Scott, with the help of Crystal Van Howe (Scott's girlfriend), create a new identity for Isis to live in the modern world, and name her Jessica Eisen. "Jessica" takes on a job at a museum of Egyptian artifacts.

==Characters==
===Osiris===
Osiris was much in love with the warrior Isis in his time, but an evil spell cast upon him by his advisor, Set, caused him and everyone else to forget that Isis ever existed as they cast her far into the future. Without remembering Isis, Osiris wed her sister, Nephtys, instead. Years later Nepytys and Set would devise a plot to kill Osiris, giving all power of Egypt to Nephtys. As Set carried out their plan, he told Osiris what they had done to Isis. In this moment, the spell over Osiris was lifted and he remembered everything. He used his last, dying breath to enchant the Staff of Luxor with the power of his spirit.

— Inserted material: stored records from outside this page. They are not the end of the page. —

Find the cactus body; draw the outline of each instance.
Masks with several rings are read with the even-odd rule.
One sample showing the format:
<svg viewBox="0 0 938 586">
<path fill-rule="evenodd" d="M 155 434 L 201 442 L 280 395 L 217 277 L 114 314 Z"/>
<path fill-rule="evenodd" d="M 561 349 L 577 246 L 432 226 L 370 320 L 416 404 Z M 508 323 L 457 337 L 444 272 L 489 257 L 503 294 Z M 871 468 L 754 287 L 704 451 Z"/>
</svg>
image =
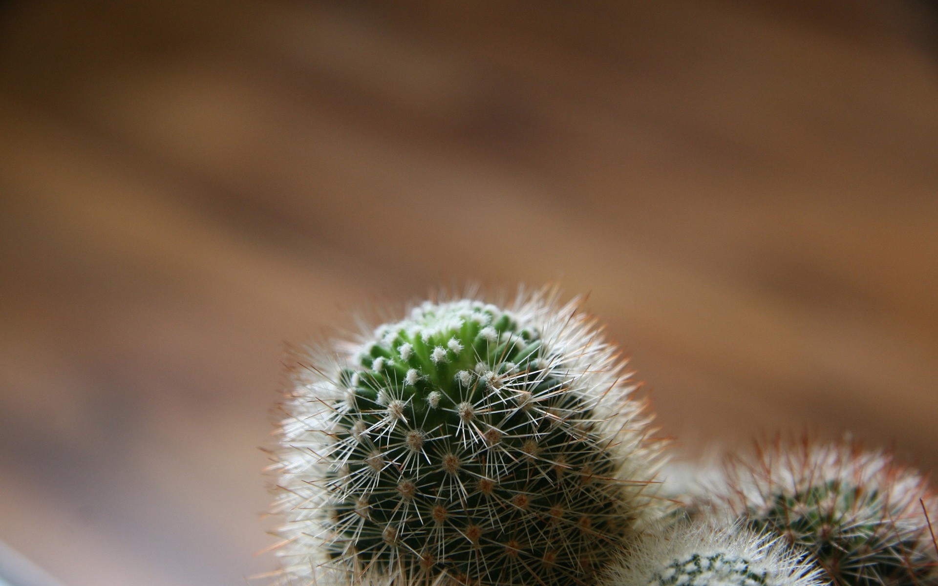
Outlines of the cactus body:
<svg viewBox="0 0 938 586">
<path fill-rule="evenodd" d="M 656 450 L 574 306 L 425 303 L 295 377 L 286 575 L 576 584 L 648 504 Z"/>
<path fill-rule="evenodd" d="M 811 552 L 842 586 L 938 584 L 923 507 L 925 480 L 882 453 L 844 442 L 761 446 L 727 468 L 723 504 L 757 530 Z"/>
<path fill-rule="evenodd" d="M 819 575 L 778 537 L 679 521 L 632 541 L 598 586 L 820 586 Z"/>
</svg>

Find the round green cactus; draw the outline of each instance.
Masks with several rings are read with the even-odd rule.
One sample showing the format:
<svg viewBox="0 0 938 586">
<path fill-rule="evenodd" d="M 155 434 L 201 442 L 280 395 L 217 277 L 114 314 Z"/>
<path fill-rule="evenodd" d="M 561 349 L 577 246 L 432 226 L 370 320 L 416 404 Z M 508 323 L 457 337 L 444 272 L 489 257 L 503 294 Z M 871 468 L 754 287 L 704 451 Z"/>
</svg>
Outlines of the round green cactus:
<svg viewBox="0 0 938 586">
<path fill-rule="evenodd" d="M 646 514 L 642 406 L 575 306 L 428 302 L 330 362 L 282 425 L 294 579 L 582 583 Z"/>
<path fill-rule="evenodd" d="M 778 537 L 711 520 L 674 522 L 631 541 L 598 586 L 821 586 L 820 570 Z"/>
<path fill-rule="evenodd" d="M 844 442 L 760 446 L 728 466 L 724 504 L 749 525 L 811 552 L 842 586 L 938 584 L 925 480 Z"/>
</svg>

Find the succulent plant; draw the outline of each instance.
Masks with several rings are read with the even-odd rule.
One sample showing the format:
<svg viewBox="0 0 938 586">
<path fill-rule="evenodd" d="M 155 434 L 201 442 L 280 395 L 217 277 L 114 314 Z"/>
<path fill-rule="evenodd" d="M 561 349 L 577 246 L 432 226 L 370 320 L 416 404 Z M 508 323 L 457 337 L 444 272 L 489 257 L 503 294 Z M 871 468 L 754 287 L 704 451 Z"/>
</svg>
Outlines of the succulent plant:
<svg viewBox="0 0 938 586">
<path fill-rule="evenodd" d="M 779 537 L 681 520 L 632 540 L 598 586 L 821 586 L 820 576 Z"/>
<path fill-rule="evenodd" d="M 720 504 L 809 551 L 835 585 L 938 584 L 925 512 L 934 495 L 887 454 L 849 441 L 777 441 L 730 460 L 727 482 Z"/>
<path fill-rule="evenodd" d="M 622 368 L 545 292 L 426 302 L 299 353 L 275 466 L 284 578 L 583 583 L 656 508 L 660 450 Z"/>
</svg>

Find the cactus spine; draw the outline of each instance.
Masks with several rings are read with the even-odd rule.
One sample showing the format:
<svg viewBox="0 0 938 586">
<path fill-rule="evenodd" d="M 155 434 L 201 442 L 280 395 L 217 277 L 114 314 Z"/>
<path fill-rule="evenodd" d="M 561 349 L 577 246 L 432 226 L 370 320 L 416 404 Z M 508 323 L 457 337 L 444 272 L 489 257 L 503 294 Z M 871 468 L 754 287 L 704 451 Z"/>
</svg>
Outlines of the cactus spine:
<svg viewBox="0 0 938 586">
<path fill-rule="evenodd" d="M 935 510 L 934 496 L 885 454 L 850 442 L 777 442 L 731 460 L 727 479 L 724 506 L 811 552 L 836 585 L 938 583 L 923 510 Z"/>
<path fill-rule="evenodd" d="M 778 537 L 682 520 L 628 544 L 598 586 L 820 586 L 819 576 Z"/>
<path fill-rule="evenodd" d="M 427 302 L 301 356 L 277 465 L 284 578 L 553 586 L 604 564 L 650 515 L 658 450 L 576 309 Z"/>
</svg>

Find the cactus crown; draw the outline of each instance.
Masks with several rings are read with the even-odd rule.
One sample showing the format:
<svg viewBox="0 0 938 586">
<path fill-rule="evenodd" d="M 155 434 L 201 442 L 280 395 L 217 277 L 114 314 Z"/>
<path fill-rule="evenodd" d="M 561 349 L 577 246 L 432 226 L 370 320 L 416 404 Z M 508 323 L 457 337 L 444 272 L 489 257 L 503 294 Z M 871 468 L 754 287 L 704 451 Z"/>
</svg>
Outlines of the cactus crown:
<svg viewBox="0 0 938 586">
<path fill-rule="evenodd" d="M 763 446 L 728 467 L 730 508 L 810 551 L 843 586 L 938 583 L 924 479 L 850 443 Z"/>
<path fill-rule="evenodd" d="M 589 576 L 647 504 L 654 450 L 614 354 L 573 308 L 425 303 L 375 329 L 357 365 L 303 371 L 280 465 L 287 573 Z"/>
</svg>

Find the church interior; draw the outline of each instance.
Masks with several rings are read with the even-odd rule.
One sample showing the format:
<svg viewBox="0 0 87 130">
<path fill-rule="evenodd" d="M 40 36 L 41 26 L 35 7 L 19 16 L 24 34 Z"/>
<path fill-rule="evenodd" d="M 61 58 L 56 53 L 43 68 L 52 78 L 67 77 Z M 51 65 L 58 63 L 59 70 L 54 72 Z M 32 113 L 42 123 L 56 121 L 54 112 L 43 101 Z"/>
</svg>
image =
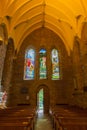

With his power contained within, the staff would seek out Isis wherever she may be, so that the two could be together someday and use this power to destroy the evil that tore them apart.

===Jessica Eisen===
Jessica Eisen is the name chosen by Scott Dean for the Egyptian Goddess Isis to adopt while living in modern time, named after Scott's mother. Jessica lives a quiet life in Los Angeles, California, where she works in a museum tending to many ancient artifacts from around the globe. Her specialty is, of course, Egyptian culture.

===Other villains===
- Lynx is the spirit of the Amazonian Goddess, Sekhent, who has inhabited the body of Crystal Van Howe through a mystic gem. Crystal was, at first, completely unaware of her possession, and she has no control over the evil spirit that erupts from within. Lynx wishes to enslave (or kill) all the men of the world and usher in a matriarchal dominant society. Lynx first appeared in The Legend of Isis #1 (Alias Enterprises, 2005).
- Wosret is the leader of the ancient, secret religion, known as the Council of Isis, who believes that Osiris prophesied to them the return of Isis, and they believe that Isis will lead them to destroy all "false" worldly-religions to re-establish the Egyptian Pantheon as a true and rightful gods. The Council uses a mind-altering chemical-gas to enslave people and abduct them to join their religion. The gas has a particularly violent effect on those thought to be more resistant to the Egyptian gods, and transforms their entire body into vicious, hideous, dog-like creatures. When Scott, and Crystal unleashed the chemical-antidote on the Council, its servants began to return to normal. When Isis tried the antidote on Wosret, however, he reverted to his original form: a massive, giant Dog-like creature, more vicious and deadly than any of the others. Wosret once believed that Isis was the fulfillment of the great prophecy, but since she destroyed his religion he now believes she is a false-Isis. Wosret is intent on destroying this false-Isis, as he continues to await the arrival of the "true" Isis. Wosret was created by writer Ryan Scott Ottney and first appeared in The Legend of Isis #6 (Alias Enterprises, 2006). The name Wosret translates to "Beautiful Isis".
- Silencer is a deadly female assassin (who never speaks), once hired to kill a colleague of Isis, named Judo Girl, who secretly replaced Silencer to infiltrate a mob boss circle, and had to fight Isis and Atlas who were unaware that this was not Silencer, but rather Judo Girl in disguise. Silencer later returned in the pages of Judo Girl comics. Silencer was created by writer Ryan Scott Ottney and first appeared in The Legend of Isis #5 (Alias Enterprises, 2006).

==Other media==
In 2004 The Legend of Isis was optioned for a major motion picture by Paramount Pictures and Grammnet Productions, with screenwriter Ali Russell. No progress of the adaptation was made and the rights lapsed.